Adını duyunca bile 90’ların çocuklarına nostaljik duygular yaşatan Need For Speed serisi, yarış oyunu denince akla ilk gelen video oyunu serilerindendir. 2000’lerin başında Underground serileri ve Mostwanted oyunu ile müthiş bir yükseliş yakalayan bu seri günümüzde de hala yeni oyunlar piyasaya sürmeye ve yeni oyuncular kazanmaya devam ediyor. Ama insanlığın kültüründe epeyce yer etmiş olan ‘’ ilkler her zaman daha güzeldir’’ kavramı, Need for Speed serisinin adını duyar duymaz bazı insanların dilinden düşen ilk cümle oluyor şu günlerde. Underground 1-2, Most Wanted ve Carbon yani kilometre taşı sayılabilecek NFS oyunları, kiminin çocukluğuna kiminin de gençliğine büyük ve bir o kadar da tatlı izler bırakmışlardır. Ama kimse birbirinden farklı hikayelere sahip olan ve bağlantısız gibi görünen bu oyunların aslında birbirleriyle bağlantılı olduğunu ve bir zaman çizelgesine sahip olduğunu bilmez, bilmemekte de haklıdırlar çünkü resmi olarak Need for Speed tarafından böyle bir hikaye açıklanmamıştır fakat bazı teoriler bu bağlantıyı kanıtlar nitelikte.Bu yazıda da bu teorilerden yola çıkarak Need for Speed’in bilinmeyen o gerçek hikayesi ve zaman çizelgesinden bahsedeceğiz.

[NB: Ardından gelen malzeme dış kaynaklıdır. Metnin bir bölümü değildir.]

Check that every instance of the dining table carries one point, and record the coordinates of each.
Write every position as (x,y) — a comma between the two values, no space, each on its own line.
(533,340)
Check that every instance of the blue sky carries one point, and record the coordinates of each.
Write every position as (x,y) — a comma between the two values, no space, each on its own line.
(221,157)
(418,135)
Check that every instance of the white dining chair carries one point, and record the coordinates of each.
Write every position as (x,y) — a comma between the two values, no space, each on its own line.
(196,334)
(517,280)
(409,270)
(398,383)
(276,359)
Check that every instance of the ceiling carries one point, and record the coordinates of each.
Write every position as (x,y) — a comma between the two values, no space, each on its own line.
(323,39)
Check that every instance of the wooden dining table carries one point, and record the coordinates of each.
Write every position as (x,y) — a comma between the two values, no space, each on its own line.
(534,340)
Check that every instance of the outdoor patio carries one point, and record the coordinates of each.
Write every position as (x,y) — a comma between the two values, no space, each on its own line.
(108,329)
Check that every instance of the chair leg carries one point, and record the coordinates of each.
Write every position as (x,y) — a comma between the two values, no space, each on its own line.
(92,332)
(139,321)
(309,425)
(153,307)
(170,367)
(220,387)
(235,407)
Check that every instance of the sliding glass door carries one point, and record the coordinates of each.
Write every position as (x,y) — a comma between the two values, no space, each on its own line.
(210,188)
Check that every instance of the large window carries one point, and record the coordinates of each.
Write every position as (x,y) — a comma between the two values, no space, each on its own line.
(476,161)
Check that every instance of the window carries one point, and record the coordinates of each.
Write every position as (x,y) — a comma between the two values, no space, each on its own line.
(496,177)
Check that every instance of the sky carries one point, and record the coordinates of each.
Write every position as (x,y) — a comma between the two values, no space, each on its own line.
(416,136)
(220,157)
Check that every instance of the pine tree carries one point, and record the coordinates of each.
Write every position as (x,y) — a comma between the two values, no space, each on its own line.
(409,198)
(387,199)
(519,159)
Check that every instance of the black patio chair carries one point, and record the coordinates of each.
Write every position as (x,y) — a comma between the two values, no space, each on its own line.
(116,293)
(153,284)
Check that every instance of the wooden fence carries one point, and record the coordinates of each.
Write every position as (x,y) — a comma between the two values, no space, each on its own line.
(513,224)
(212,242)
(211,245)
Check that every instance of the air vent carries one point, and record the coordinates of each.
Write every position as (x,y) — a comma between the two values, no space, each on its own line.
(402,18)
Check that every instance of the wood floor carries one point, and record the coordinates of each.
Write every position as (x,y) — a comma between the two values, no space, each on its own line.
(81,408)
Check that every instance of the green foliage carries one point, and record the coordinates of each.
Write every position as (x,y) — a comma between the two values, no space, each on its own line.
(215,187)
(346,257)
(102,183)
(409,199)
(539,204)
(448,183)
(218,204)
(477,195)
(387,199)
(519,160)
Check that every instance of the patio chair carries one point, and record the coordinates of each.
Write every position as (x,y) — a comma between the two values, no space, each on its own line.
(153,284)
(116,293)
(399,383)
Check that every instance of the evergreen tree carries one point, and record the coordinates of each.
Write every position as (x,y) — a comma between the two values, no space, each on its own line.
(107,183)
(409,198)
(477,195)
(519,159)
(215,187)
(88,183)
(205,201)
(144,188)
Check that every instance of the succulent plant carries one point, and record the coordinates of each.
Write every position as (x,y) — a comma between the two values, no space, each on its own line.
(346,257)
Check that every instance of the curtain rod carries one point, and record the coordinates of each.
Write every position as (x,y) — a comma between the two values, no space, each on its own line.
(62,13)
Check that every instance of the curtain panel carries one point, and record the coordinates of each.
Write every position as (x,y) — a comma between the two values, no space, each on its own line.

Herkes hikayenin Underground oyunu ile başladığını düşünür fakat gerçek hikayenin başladığı yer Underground’dan neredeyse 3 yıl sonra çıkmış olan Carbon oyunudur. Palmont City adında bir kurgusal şehirde geçen bu oyunun prolog kısmında, bir ara sahne bizleri karşılıyor. Ara sahneye göre yönettiğimiz ana karakter(isimi belirlenmediği için ondan kahramımız diye bahsedeceğim) oyunun ana kötüsü olan Darius’un yarıs çetesindedir. Darius için girdiği büyük  yarışlardan birinde bir polis baskını meydana gelir ve kahramanımız hariç herkes bu baskında yakalanır. Fakat bu polis baskını ince ince planlanmış bir tuzaktan ibarettir. Darius kahramanımızı saf dışı bırakmak ve bu büyük yarışın tüm kazancını alabilmek için sözde bir baskın ayarlamıştır. Baskın sırasında ona büyük yarışın kazancı yerine kağıt dolu bir çanta verilir ve kahramanımız şehirden ayrılır. Artık yeni bir hikaye bizleri beklemektedir. Pusulamızdaki oklar Olympic City’yi gösterir ve  gönlümüze NFS harflerini kazıyan o ilk oyuna, Underground’a geçeriz. Kahramınımız Palmont City’den ayrıldıktan sonra Olympic City’ye geliyor. Burada Samantha ile karşılaşıyoruz. Samantha bizlere şehri, oyunun felsefesini ve efsanevi Skyline’ın sahibi Eddie’yi tanıtıyor. Eddie adındaki bu yarışcı bilindiği üzere bu oyunn ana kötüsü.Eddie’yi alt edene kadar bir çok heyecan dolu yarışa dahil oluyoruz ve oyunun sonunda final yarışında Eddie ile bir yarış yapılıyor ve kahramınımız yarışı kazanıyor. Kahramanımız kutlamalar yaparken hiç beklenmedik şeylerle karşılaşıyor. Oyunun sonunda araba ile ilerlerken kimliği belli olmayan bir şahıs siyah bir Hummer ile kahramınımıza çarpıyor ve bir kaza geçiriyor. Oyun bu şekilde bitiyor ve internet kafelerin vazgeçilmez oyunu olan Underground 2’ye bağlanıyor hikayemiz.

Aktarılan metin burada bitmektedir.